Mitigating the Modality Gap in Vision–Language Models with Fractal Spectral Geometry
Abstract
Vision–language models such as CLIP embed images and text into a shared space, but still suffer from a modality gap, where image and text features cluster separately and nearest neighbors are dominated by same-modality rather than true cross-modal matches. Existing works alleviate the modality gap by strengthening cross-modal losses, post-processing embeddings or similarities, or imposing geometric regularization, but they primarily enforce global alignment and can distort local geometry, limiting gains in local ranking and zero-shot accuracy.
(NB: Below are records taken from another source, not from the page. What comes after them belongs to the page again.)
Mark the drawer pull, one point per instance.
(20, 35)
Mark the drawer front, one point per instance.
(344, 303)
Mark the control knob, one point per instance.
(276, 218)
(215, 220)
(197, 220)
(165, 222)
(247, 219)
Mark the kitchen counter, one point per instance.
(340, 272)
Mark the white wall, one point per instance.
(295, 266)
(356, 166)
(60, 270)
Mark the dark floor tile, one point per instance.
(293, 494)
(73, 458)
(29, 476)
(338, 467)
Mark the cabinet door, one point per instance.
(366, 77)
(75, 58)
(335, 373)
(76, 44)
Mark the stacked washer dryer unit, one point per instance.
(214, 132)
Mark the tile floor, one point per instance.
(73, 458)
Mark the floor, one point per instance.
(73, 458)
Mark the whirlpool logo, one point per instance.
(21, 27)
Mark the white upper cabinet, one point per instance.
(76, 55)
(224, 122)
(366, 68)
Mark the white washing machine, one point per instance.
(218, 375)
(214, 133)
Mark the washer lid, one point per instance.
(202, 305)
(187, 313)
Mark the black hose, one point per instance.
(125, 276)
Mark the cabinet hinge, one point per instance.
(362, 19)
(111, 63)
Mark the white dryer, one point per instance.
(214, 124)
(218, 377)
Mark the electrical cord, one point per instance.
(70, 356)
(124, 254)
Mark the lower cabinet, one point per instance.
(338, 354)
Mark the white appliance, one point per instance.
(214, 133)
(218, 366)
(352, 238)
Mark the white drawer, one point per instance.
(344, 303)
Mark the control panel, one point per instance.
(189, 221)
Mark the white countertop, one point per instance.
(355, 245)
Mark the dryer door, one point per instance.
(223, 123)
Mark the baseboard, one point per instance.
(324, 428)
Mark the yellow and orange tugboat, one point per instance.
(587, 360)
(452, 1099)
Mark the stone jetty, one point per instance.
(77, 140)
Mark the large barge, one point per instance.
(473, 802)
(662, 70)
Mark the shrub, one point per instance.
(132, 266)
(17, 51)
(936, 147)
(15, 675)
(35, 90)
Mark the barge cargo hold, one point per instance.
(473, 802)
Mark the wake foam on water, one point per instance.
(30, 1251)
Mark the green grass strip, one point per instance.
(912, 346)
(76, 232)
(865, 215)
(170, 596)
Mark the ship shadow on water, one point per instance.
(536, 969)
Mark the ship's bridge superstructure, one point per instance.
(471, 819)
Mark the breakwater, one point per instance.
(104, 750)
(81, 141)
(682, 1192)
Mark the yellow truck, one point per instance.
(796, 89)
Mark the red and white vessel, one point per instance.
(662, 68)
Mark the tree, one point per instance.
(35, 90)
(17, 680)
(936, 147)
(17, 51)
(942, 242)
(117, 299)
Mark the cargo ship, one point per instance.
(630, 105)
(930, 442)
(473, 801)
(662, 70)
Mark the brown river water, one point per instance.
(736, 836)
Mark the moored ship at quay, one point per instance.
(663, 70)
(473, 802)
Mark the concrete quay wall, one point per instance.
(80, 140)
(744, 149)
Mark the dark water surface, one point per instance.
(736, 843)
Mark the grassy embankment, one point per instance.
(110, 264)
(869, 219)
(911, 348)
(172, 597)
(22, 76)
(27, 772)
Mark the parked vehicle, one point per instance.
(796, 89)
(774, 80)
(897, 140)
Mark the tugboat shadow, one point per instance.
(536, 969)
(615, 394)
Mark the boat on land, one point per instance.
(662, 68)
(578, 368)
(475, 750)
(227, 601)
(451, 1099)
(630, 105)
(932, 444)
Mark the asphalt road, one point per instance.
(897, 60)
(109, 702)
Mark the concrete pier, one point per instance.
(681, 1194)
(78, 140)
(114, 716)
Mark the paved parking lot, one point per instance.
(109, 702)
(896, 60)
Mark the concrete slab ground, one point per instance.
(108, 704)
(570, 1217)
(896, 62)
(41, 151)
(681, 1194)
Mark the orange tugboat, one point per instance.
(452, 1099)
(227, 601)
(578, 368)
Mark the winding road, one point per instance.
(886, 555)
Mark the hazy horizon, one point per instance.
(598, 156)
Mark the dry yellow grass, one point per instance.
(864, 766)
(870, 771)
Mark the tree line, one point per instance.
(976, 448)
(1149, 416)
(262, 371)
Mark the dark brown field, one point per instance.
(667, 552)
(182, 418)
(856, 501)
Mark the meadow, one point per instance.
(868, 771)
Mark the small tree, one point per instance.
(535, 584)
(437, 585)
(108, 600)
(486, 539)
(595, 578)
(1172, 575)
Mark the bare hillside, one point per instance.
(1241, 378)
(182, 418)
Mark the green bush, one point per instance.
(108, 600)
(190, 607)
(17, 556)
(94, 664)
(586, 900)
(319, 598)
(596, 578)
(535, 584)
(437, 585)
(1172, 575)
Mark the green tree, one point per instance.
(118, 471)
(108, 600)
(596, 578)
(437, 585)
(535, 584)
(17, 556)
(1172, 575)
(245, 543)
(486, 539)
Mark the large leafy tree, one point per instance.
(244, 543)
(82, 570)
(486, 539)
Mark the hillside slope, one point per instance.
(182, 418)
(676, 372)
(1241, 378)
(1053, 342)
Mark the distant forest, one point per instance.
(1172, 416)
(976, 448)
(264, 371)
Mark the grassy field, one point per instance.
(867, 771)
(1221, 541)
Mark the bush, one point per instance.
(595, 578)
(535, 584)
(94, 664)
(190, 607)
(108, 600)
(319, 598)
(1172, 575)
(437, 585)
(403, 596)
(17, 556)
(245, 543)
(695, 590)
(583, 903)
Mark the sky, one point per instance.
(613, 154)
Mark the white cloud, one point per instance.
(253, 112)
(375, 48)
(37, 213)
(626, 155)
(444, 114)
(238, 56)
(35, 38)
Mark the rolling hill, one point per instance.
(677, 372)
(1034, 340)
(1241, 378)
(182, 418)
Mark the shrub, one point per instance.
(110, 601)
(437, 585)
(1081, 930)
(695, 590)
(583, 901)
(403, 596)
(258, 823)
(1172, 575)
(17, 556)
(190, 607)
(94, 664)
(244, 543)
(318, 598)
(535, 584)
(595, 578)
We propose Fractal Spectral Alignment (FSAlign), which reduces the modality gap by shaping and matching the multi-scale geometry of image and text embeddings. By enforcing Ahlfors-regularity and sub-Gaussian heat kernel bounds, FSAlign constructs a shared fractal multi-scale structure for multiple modalities. This structure captures geometry across scales, from local neighborhoods to global structure, and ensures shared fractal spectral geometry across modalities. Based on this structure, we introduce a fractal spectral zeta score derived from multi-scale heat kernels and minimize the discrepancy between pairwise image–text samples to align their multi-scale neighborhoods. We theoretically demonstrate that FSAlign can guarantee the alignment of local spectral measures and global fractional Dirichlet energies.